Des lycéens invités à débattre de l’immigration en Europe

“Exilés”, un documentaire pour éclairer les consciences

A l’invitation de la Maison de l’Europe Le Mans-Sarthe et en partenariat avec le Cinéma Les Cinéastes du Mans, 140 lycéens sont venus débattre des questions migratoires et de la politique européenne le jeudi 4 octobre 2018.

Pour débattre d’un tel sujet, il est important de prendre le temps de poser ses mots et de poser son regard. C’est exactement ce qu’à fait Margaux Chouraqui avec “Exilés”. Grand reporter de profession et notamment passée par l’émission “C dans l’air” sur France 5, la réalisatrice a tourné ce film documentaire en un mois seulement, à l’automne 2016. “En général, les Européens ne sont pas assez écoutés, d’autant plus quand il y a des crises”. C’est donc caméra au poing et micro en main que la réalisatrice a effectué la route de Paris jusqu’à la frontière turque.

A la suite de la projection du documentaire, les lycéens ont pris le temps de questionner Margaux Chouraqui sur les conditions de ce tournage (“Avez-vous été empêchée de tourner des images à un moment donné ?” – “Aviez-vous un traducteur ?” – “Comment avez-vous choisi les intervenants ?) avant de se lancer plus concrètement sur les questions migratoires.

Pourquoi avez-vous fait ce voyage ?

“Ce sujet me semble important. J’ai toujours voyagé lorsque j’étais grand reporter et ce sujet me tient à coeur. Ce voyage m’a marqué notamment au niveau de la frontière entre la Turquie et la Bulgarie. Ici, les policiers me montraient fièrement qu’un mur anti-migrants était en construction. Ce mur suit un tracé à même le sol.

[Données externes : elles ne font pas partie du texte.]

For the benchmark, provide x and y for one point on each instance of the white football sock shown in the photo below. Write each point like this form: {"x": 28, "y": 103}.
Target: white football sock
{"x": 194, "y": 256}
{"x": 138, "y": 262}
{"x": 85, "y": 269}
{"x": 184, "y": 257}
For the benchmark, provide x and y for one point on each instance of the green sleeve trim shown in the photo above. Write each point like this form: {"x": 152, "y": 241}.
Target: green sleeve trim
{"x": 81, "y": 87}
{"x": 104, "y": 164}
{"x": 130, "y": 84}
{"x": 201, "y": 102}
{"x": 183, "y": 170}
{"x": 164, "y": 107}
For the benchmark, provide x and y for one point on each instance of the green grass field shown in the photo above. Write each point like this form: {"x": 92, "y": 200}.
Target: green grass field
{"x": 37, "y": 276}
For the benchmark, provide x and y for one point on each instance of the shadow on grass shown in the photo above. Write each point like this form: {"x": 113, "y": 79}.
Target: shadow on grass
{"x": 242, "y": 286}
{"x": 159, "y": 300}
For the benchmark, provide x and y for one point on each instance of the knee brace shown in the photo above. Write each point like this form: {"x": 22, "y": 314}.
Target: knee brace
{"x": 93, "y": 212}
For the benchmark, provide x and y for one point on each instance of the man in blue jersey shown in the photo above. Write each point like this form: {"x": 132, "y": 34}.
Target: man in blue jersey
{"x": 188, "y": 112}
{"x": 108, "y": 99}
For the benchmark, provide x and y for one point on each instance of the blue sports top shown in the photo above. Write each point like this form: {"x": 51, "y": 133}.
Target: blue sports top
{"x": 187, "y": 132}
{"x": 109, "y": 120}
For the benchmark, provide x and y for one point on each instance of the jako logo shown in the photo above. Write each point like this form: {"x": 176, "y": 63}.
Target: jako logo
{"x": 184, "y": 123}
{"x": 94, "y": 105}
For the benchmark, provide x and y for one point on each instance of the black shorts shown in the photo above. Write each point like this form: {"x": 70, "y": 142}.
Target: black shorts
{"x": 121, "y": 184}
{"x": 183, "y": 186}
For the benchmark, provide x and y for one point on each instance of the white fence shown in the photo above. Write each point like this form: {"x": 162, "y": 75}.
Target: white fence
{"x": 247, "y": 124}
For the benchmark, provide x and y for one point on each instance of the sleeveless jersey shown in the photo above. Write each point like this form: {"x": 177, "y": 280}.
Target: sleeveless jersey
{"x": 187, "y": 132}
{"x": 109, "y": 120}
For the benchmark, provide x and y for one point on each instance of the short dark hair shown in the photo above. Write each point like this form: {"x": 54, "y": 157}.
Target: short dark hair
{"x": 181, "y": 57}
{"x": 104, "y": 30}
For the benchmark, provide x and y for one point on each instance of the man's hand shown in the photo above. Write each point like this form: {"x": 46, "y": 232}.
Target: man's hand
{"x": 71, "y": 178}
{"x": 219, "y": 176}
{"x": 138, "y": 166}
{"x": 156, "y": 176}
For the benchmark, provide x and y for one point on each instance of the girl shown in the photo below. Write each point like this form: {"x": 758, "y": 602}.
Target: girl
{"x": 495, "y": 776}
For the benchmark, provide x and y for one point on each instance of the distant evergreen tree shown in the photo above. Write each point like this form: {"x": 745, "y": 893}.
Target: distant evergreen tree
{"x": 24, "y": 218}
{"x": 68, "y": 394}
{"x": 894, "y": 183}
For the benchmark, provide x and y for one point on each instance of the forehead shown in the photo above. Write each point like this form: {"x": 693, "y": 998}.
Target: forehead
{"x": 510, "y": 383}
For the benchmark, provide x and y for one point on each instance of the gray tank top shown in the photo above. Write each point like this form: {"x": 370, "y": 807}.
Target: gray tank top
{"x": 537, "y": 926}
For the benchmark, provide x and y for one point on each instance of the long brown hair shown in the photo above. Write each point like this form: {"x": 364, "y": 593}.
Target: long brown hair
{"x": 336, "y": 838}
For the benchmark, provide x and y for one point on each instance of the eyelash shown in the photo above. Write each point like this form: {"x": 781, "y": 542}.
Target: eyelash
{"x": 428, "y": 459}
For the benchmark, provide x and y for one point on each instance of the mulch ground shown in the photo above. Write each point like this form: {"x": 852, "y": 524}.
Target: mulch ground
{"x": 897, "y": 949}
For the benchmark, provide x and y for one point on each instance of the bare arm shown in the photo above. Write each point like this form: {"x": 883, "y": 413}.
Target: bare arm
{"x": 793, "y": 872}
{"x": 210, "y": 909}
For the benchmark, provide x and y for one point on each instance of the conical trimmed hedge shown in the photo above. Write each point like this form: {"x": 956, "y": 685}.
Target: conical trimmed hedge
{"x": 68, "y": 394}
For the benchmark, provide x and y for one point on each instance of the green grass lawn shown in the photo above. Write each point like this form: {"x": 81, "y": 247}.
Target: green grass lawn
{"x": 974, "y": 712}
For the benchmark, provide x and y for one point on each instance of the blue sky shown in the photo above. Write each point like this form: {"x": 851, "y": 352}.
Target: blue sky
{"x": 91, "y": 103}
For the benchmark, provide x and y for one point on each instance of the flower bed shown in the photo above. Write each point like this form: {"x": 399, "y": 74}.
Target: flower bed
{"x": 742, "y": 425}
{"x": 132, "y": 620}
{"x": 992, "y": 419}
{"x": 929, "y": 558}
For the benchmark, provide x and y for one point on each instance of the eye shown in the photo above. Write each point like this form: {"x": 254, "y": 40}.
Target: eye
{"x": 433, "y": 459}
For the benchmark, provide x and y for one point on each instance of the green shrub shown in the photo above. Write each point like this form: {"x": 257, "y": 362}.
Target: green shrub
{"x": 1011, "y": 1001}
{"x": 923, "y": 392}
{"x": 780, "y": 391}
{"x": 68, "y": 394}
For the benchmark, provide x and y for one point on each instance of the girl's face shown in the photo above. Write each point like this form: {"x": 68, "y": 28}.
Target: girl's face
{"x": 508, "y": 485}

Ce tracé, c’est celui de l’exact emplacement où se situait le rideau de fer (frontière datant de la Seconde Guerre mondiale longue de plusieurs milliers de kilomètres faite d’ouvrages bétonnés, de fossés, de barbelés, d’alarmes électriques et d’installations de tirs automatiques). Alors qu’on l’a abattu bien des années plus tôt, on en érige un nouveau.C’est totalement antagoniste.”

Quelles sont les solutions pour accueillir les migrants ?

“Je n’ai pas de solution à proposer pour l’accueil des migrants. Bien sur, cela coûte cher surtout dans une Europe qui fait face aux crises migratoire et économique. En Grèce et en Italie, la situation est difficile. Comment voulez-vous demander à des personnes d’accueillir des migrants quand eux-mêmes ont des fins de mois difficiles et qu’ils peinent à se nourrir. Principalement, je pense qu’il ne faut pas renier nos valeurs. Regardez en Italie ; avec ces nouvelles personnes de nombreux villages arrivent à relancer l’artisanat local disparu depuis longtemps maintenant.”

Quelle rencontre a été la plus marquante dans votre voyage ?

“Sans hésiter c’est la vieille femme bulgare dans le film qui se souvient de l’époque soviétique où les citoyens étaient encouragés à faire de la délation (cf : elle expose fièrement devant la caméra un diplôme décerné par les soviétiques pour avoir dénoncés de jeunes migrants dans les années 1980). Pour cette délation, elle a obtenu de l’Etat russe un diplôme et des vacances payées par le gouvernement.”

Y a-t-il un but politique derrière votre film ?

“Voici mon parti pris : je suis pro-européenne et pro-réfugiées mais surtout humaniste. On ne peut pas leur fermer la porte alors que nous même nous avons fuit dans le passé. Ce n’est pas simple d’accueillir mais en 2015, il y a eu en Europe 1 million de réfugiés alors que… dans le même temps nous sommes 500 millions de citoyens européens. C’est très peu pour notre grand continent.”

Comment résumeriez-vous en une phrase le message principal de “Exilés” ?

“Surtout il ne faut pas oublier d’où l’on vient pour construire notre avenir européen ensemble.”